Irony presents itself in many forms. Not being able to login to a site that is responsible for testing that the login is working properly on other live sites, is one of them.

As much as I’d like to say I was able to enjoy the irony, the six hours I spent tracking the bug were slightly frustrating.

One of the things Shoov is built for is assisting us with a quick configuration of live site monitoring using your preferred functional testing tool (e.g. Behat or CasperJS).
As awesome as services like Pingdom are, they still provide very little insight to what’s actually going on in the site. In fact, according to Pingdom, Shoov was up and running, even though no user could have logged in.

Shoov login now working. When it wasn't, the fish were sad

Post Mortem

At this point of time I think very few people care about the “post mortem” of this incident since Shoov is still a work in progress, however some interesting lessons were learned, and some contributions were made.

First a quick overview of the problem. Shoov is a fully decoupled Drupal, where the only way to register and login are through the GitHub login. Upon login, after the user is redirected back from GitHub’s own authentication, it sends the one time access code it got from GitHub to our Drupal server to do a final validation and register the user.

The login worked perfectly, until suddenly it didn’t. To make things even harder my local installation worked fine.

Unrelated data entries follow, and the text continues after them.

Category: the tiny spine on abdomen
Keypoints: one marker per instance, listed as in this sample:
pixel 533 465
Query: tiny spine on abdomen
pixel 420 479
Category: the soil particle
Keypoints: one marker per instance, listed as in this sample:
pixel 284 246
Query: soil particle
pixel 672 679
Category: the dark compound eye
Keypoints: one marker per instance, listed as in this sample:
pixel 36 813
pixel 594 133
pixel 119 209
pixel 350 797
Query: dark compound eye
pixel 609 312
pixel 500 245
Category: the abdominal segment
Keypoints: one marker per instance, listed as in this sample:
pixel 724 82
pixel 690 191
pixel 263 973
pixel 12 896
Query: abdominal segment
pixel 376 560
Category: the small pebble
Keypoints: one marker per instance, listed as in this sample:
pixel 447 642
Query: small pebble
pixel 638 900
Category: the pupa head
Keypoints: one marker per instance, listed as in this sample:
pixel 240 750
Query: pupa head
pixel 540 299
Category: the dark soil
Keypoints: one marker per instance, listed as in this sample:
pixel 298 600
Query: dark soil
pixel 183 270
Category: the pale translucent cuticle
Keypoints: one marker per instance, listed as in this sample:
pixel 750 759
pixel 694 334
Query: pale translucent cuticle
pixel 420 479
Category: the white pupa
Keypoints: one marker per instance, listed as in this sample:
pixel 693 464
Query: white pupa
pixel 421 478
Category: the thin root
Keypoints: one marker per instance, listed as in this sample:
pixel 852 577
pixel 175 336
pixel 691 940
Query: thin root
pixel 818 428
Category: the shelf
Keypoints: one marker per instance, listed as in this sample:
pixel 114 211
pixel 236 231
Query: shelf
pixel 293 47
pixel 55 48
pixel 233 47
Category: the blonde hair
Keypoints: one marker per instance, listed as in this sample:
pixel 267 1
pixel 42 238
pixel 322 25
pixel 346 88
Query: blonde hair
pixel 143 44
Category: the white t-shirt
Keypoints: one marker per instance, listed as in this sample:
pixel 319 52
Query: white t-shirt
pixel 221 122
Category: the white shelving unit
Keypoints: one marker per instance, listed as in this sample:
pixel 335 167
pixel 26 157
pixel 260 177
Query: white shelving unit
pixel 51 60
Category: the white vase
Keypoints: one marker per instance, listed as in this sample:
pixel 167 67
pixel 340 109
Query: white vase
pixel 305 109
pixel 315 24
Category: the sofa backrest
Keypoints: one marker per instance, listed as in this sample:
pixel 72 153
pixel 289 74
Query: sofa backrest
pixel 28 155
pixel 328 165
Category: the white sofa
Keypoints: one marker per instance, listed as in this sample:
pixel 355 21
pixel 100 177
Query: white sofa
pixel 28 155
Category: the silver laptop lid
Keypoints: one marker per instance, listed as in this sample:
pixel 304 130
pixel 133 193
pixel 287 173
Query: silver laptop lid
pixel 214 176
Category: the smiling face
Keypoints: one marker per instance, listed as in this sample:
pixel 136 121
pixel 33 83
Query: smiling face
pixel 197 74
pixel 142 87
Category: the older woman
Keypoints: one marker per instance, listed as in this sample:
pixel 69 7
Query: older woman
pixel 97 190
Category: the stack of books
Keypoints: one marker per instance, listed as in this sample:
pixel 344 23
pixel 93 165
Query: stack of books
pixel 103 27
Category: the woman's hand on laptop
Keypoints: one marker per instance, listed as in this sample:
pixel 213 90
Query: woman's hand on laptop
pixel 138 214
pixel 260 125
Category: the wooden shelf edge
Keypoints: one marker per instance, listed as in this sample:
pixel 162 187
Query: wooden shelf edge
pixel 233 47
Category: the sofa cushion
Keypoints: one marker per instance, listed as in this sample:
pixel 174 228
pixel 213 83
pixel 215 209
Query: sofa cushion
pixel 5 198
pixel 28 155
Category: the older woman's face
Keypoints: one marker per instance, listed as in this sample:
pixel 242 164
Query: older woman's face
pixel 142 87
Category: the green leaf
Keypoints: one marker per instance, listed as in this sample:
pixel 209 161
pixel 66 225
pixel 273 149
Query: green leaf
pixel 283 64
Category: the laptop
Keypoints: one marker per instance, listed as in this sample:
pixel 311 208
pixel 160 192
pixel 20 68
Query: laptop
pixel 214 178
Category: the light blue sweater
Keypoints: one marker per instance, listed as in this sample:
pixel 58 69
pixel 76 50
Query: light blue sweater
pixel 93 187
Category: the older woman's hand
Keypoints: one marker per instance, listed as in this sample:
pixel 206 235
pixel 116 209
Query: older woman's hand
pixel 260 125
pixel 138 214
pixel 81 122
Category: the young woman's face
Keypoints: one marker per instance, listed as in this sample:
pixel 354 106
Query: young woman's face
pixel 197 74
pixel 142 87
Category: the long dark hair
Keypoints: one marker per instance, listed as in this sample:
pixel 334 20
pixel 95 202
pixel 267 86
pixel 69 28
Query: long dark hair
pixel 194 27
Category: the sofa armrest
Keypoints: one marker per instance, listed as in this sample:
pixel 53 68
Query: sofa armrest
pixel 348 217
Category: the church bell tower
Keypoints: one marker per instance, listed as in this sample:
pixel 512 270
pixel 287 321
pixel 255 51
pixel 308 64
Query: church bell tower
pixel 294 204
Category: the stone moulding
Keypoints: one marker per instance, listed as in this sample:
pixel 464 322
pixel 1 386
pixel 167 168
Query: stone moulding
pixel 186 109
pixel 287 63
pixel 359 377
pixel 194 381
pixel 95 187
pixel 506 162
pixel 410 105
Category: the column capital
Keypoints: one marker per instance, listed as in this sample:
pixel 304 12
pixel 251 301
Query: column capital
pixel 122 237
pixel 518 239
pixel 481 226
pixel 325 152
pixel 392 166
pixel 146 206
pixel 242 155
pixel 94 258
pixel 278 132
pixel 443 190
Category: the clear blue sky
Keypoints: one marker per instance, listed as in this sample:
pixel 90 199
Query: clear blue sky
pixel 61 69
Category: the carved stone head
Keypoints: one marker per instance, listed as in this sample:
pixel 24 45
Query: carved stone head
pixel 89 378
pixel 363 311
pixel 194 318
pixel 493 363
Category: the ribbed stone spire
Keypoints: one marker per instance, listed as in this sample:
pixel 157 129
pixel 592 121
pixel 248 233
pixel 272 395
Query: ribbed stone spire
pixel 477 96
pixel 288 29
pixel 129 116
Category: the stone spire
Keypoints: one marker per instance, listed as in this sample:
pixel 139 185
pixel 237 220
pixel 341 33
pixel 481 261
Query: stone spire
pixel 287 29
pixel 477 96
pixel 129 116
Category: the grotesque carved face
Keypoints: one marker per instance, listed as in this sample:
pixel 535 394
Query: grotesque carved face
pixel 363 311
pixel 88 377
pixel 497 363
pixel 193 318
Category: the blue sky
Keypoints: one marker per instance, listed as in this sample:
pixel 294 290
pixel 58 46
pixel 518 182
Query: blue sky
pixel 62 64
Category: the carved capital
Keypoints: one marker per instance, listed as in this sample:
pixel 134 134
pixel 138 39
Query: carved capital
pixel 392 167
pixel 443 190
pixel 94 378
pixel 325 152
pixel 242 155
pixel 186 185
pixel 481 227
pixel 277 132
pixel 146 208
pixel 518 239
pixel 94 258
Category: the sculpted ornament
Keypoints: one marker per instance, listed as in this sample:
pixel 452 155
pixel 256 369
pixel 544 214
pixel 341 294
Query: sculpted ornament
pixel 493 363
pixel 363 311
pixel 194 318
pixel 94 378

After more hours that I’m willing to admit and a good pointer from @izuzak from GitHub’s support team, we figured that my local was sending the following POST:

POST /login/oauth/access_token HTTP/1.0
User-Agent: Drupal (+http://drupal.org/)
Host: github.com
Content-Length: 119

client_id=007xxxx007&client_secret=1xxxxxxa2&code=someOneTimeCode

While the live server sent this:

POST /login/oauth/access_token HTTP/1.0
User-Agent: Drupal (+http://drupal.org/)
Host: github.com
Content-Length: 111

client_id=007xxxx007&client_secret=1xxxxxxa2&code=someOneTimeCode

As you might have noticed (and I can’t blame you if you didn’t) the & char was escaped, and GitHub decided it doesn’t like that anymore.

Solve and Prevent Regressions

After quickly solving the error by hardcoding the & char I’ve decided to spend some time in figuring how I could prevent this from happening again. (Remember: Shoov means “again” in Hebrew for this very reason…)

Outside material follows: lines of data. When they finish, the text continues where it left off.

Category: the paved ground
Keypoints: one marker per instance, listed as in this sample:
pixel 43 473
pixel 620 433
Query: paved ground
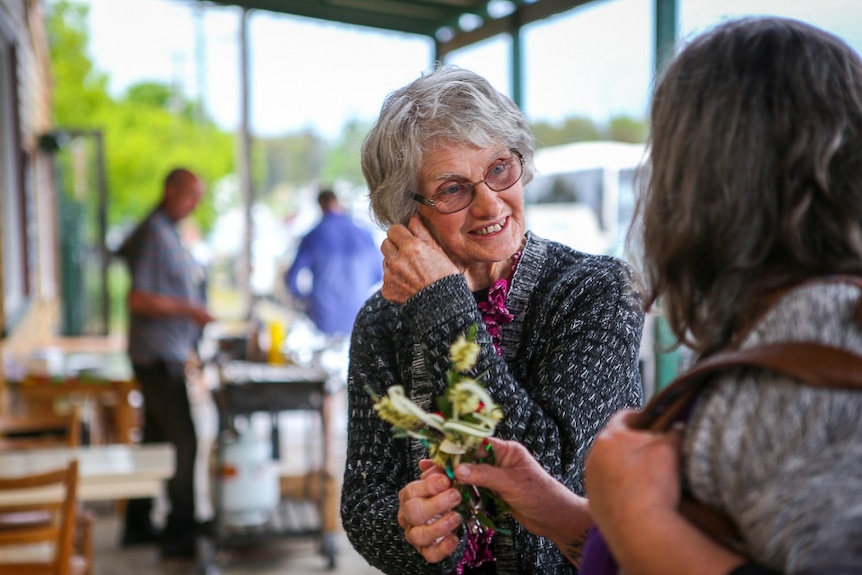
pixel 299 555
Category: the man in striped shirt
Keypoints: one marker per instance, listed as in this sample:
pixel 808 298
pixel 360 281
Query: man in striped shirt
pixel 166 315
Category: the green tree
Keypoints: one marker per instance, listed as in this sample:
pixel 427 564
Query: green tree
pixel 147 131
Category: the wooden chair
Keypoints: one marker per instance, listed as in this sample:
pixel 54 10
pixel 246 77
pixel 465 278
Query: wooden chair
pixel 58 534
pixel 42 429
pixel 46 430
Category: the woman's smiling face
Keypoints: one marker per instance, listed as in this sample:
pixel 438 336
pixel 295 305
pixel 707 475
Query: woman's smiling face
pixel 491 229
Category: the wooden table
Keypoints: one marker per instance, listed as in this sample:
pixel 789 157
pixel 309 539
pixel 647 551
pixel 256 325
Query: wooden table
pixel 106 472
pixel 100 376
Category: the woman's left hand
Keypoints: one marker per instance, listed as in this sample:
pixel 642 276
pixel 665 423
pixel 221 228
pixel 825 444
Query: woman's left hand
pixel 412 260
pixel 630 473
pixel 426 513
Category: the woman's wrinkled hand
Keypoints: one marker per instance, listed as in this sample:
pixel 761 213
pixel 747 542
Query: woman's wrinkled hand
pixel 412 260
pixel 426 513
pixel 631 472
pixel 518 479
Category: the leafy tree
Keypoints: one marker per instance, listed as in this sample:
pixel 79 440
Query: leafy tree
pixel 342 162
pixel 148 131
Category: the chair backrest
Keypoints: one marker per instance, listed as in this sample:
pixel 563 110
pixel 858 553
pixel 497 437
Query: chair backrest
pixel 54 492
pixel 40 429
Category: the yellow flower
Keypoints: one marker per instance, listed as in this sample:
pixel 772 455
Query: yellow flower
pixel 463 354
pixel 388 413
pixel 463 398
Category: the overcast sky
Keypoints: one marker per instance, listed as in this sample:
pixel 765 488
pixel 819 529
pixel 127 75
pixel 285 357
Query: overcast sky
pixel 594 61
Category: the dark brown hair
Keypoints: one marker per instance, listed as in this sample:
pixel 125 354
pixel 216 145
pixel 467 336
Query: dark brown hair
pixel 756 173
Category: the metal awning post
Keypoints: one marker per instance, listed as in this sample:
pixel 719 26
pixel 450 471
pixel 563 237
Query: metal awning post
pixel 246 191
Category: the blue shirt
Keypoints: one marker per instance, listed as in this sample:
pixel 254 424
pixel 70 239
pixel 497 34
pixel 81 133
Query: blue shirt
pixel 344 263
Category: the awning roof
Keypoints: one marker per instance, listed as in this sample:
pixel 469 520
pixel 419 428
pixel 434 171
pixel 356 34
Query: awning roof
pixel 441 20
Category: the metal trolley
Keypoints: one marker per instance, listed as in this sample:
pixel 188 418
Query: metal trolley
pixel 306 505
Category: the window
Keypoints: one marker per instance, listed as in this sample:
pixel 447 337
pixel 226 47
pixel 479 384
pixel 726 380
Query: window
pixel 13 245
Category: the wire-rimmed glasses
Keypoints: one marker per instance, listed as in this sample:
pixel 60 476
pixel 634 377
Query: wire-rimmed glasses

I’ve noticed that even though RESTful has thrown an exception when it got the result from GitHub, and even though the site is piping the logs to Loggly I wasn’t notified about it.

So, the first thing I’ve done was to write a pull-request to RESTful to make sure that exceptions are registered in the watchdog. This means we now got that part covered not just for Shoov, but for all users of RESTful!

Next was writing a Behat test that will be executed by Shoov every few minutes, and constantly verify that Shoov’s login is working properly. At least this unfortunate bug will not go unnoticed should it return some day (as unfortunate bug tend to do from time to time).

Having to do all that, along with wanting to have it as a public repository, gave me the push to finally introduce the concept of encrypted keys. Since we don’t want the credentials of the dummy GitHub user we’ve created for the test to be exposed, Shoov will now have a secret private key that can be used for AES encryption. Shoov makes sure those encrypted variables will be available in our tests.

Encrypted keys using the same syntax as Travis in .shoov.yml file

And you know what else is great? Since all the different components of Shoov are open source, we can enjoy sharing the code the does the decryption with everyone.